The “End of Spam” (and publicity?)

First off, I see this report. Of course, it’s a reference to a report of a report, the kind of self-referential thing that we see all the time in security. I get the INFOCON mailing list (, which re-sends the Security in the News mailing list (, which was reporting a story on SecuritySearch/, reporting on a report from Ferris Research.

Anyway, the story on SecuritySearch in a new report, “Top 10 Messaging & Collaboration Issues of 2006,” Ferris Research says viruses, spam and phishing will be down from 2005, but this year expect secure archiving, risk management and layered threat prevention will become more important. Spam and phishing still exist, but “increasingly sophisticated antispam software” is reducing the problem to the point where it is going to “implode.” Spam will be dead in 18-24 months, although phishing may take a little longer. With these problems relegated to trivial status, email archiving and retention is going to become the major issue. SOX, doncha know.

Now, I couldn’t recall anything about Ferris Research, off the topic of my head, so I went and looked for them. Lo and behold, I found them at, and what do you know? They just happen to sell consulting services (and probably resell products) on “email archiving and compliance.” It seems like a fairly small outfit: the president used to install LANs, and before that did some programming.

I can’t see the report itself (you need to get a subscription), but the abstract isn’t consistent with the story on SearchSecurity. The abstract does push archiving, but also says that viruses and phishing are going to be big problems.
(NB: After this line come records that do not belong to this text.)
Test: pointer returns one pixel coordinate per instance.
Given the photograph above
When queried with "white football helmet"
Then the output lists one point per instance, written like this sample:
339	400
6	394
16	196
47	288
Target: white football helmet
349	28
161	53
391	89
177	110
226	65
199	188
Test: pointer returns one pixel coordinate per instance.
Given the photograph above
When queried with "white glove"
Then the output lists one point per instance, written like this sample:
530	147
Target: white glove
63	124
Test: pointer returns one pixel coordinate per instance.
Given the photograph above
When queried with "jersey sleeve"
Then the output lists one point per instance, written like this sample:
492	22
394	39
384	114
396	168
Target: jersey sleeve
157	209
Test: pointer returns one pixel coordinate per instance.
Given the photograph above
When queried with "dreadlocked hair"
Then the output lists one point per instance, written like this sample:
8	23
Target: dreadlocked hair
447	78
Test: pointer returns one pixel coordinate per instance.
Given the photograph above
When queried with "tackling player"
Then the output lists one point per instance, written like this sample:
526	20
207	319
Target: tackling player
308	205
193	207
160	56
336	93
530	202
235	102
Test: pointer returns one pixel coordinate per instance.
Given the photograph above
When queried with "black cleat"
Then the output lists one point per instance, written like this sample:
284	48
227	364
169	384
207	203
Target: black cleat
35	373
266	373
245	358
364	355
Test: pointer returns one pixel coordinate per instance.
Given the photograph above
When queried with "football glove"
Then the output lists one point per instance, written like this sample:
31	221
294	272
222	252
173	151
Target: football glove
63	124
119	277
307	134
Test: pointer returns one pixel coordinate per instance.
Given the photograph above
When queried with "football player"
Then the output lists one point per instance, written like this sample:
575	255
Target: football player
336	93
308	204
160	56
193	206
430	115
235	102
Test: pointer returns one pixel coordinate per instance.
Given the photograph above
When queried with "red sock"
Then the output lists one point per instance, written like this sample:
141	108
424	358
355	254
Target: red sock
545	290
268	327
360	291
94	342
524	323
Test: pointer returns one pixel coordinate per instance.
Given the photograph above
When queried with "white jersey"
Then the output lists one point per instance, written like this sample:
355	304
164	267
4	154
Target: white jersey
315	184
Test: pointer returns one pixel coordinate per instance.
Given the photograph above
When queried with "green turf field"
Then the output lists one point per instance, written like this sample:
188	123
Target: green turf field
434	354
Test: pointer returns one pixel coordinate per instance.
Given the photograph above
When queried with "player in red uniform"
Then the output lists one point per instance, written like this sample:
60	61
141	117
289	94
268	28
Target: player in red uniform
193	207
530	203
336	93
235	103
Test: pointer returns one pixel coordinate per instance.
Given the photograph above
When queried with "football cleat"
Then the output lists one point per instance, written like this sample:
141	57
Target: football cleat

Now, ultimately, this sounds like yet another small fish trying to generate some splash in the big pond. But I think the important thing is that it is. This report is being re-broadcast, and will undoubtedly catch other eyes, like it caught mine (and, admit it, my subject line “made you look,” right?). And there are going to be a number of people who read the report and think a) we don’t have to pay as much attention to spam, since it is going away, and b) maybe we should have a look at this email retention thing. There is the possibility of a self-fulfilling prophecy here. (I doubt that this particular issue will have legs, but we’ve all seen similar “media issues” in the past, yes?)

I suppose it isn’t the company’s fault: they are trying to sell themselves. And it isn’t necessarily the media’s fault: they are just reporting, and while I’d like to see a bit more care and analysis, we all know how likely that is while the media outlets need to be “firstest with the mostest” and bankruptcy court take the hindmost. I suppose, ultimately, what I am saying is that the price of security awareness is constant media/mailing list/all sources vigilance–as well as serious skepticism, thought, and many grains of salt.

  • Matthew Murphy

    This can be sliced two ways:

    1) The company is doing shoddy research if their paper actually says (or suggests) that spam will be anywhere near dead in the next decade, let alone two years. It’s just too damn profitable.

    2) If their paper doesn’t say that, then the media is embellishing the facts to make their story sound good.

    Which one is true decides which party should end up in bankruptcy court.